We met nearly 15 years ago when a close friend introduced us to one another. We knew very early on that we would spend our lives together - Clare said it was Avery's kind eyes and Avery said it was Clare's care for others - and we will celebrate our 12th wedding anniversary in a few months. We value honesty and open communication, and we try to model this in our home and family. For our toddler son AJ, it means we always ask him about his day, and when he is upset, we comfort him so he feels supported and safe to share what he is feeling. As spouses, it means we check-in with one another to see how we are doing with the pace of life. We make time for one another, and we cheer each other on, whether it's with a project at work or around the house. We would love to be able to continue to share this love and support with your child.
As an interracial couple, with a biracial son, we talk openly and honestly about race. We talk about the world we hope to help create, but we also discuss the harsh racial inequalities that exist. We ask each other for our opinions on different issues in the news, and challenge each other to grow by considering new perspectives. As a couple, we chose to buy a house in an area that is racially diverse because it is important for our children to live in an area where they feel respected, valued, and well represented. Also, we read books and watch TV shows with characters that reflect the diversity of our families and friends. Our son AJ is fortunate to have very loving extended families, and these relationships add another layer of love that we could share with your child.
If you decide to pursue adoption, it would be a true gift to any family.

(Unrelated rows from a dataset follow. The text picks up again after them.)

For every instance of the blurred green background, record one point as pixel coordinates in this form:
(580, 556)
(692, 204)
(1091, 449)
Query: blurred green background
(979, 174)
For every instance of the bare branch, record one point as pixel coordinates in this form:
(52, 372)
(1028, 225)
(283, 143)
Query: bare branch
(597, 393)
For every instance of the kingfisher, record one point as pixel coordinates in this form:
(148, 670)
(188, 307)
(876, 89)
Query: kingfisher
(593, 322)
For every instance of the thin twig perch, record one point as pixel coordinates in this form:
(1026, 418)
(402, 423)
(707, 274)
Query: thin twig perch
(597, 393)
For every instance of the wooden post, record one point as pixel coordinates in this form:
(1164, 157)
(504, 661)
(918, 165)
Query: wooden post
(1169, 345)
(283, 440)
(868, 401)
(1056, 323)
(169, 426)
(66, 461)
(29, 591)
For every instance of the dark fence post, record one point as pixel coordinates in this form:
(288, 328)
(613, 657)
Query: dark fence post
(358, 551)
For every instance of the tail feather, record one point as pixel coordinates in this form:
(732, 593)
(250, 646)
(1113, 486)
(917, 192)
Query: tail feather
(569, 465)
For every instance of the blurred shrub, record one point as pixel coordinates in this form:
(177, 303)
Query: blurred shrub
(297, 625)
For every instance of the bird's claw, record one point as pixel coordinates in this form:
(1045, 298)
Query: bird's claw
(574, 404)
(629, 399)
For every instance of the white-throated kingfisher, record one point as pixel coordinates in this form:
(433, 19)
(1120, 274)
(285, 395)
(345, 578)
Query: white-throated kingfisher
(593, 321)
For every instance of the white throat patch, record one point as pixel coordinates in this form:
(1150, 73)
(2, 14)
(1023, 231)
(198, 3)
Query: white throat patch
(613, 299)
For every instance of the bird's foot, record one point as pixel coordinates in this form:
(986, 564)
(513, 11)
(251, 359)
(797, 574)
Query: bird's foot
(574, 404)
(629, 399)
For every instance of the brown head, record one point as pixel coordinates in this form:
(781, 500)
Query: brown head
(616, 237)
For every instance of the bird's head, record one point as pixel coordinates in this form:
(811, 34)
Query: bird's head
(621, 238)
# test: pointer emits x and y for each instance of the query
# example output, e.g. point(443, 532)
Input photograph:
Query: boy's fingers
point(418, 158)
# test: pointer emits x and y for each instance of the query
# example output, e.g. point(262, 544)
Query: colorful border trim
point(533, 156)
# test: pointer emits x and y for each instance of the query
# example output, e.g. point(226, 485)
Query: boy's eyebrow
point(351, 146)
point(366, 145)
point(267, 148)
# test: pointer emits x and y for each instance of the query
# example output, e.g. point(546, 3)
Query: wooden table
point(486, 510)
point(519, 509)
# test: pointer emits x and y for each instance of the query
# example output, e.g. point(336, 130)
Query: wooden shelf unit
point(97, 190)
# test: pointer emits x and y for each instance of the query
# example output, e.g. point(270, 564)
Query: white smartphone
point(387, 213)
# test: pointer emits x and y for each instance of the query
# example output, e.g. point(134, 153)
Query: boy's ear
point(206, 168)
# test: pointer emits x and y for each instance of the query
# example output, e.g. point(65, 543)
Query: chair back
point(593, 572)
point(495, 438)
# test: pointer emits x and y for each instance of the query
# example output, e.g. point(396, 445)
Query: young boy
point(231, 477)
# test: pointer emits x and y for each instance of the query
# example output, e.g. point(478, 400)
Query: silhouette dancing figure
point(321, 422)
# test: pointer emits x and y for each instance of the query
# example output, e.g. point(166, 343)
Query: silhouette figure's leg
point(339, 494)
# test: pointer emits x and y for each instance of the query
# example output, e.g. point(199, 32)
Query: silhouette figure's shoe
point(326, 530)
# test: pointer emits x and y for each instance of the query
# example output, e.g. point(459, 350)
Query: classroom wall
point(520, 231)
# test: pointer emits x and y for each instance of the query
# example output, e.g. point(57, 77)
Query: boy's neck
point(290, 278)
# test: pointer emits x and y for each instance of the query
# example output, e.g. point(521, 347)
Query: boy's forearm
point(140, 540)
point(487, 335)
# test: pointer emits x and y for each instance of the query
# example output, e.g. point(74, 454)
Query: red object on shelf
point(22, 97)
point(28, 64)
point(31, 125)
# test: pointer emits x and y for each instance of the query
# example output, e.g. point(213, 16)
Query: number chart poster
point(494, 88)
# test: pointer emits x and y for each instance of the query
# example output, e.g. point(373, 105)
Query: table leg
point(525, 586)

If we are chosen for your child, please know that your presence will always be woven into the fabric of our family. The love you have for your child is what has guided you to this point, and we would share that this means this child is doubly loved. We will share their adoption story with them within their first few years, using books and open conversation to explain that their story is special, unique, and shaped by so much love. We will always honor your role and we will celebrate it on birthdays, holidays, and at other momentous occasions because the care you have for this child is what has made all of these moments possible. We are committed to sending you letters and emails with photos and updates on your child and the amazing person they will become. We also would love the opportunity to make visits to you at different milestones in the child's life so that they can know how much you love them.
Above all else, we hope that the decision you make for yourself and your child brings you tremendous peace. In our own lives, when faced with very difficult decisions, it is this sense of peace that helps us to know we have made the best choice. The love you have for this child is a true reflection of your amazing strength and compassion. We are honored that you have taken the time to read about us and our family, and we would welcome the chance to share all that we have and all that we are with your child. We wish you the very best with your next steps in this journey.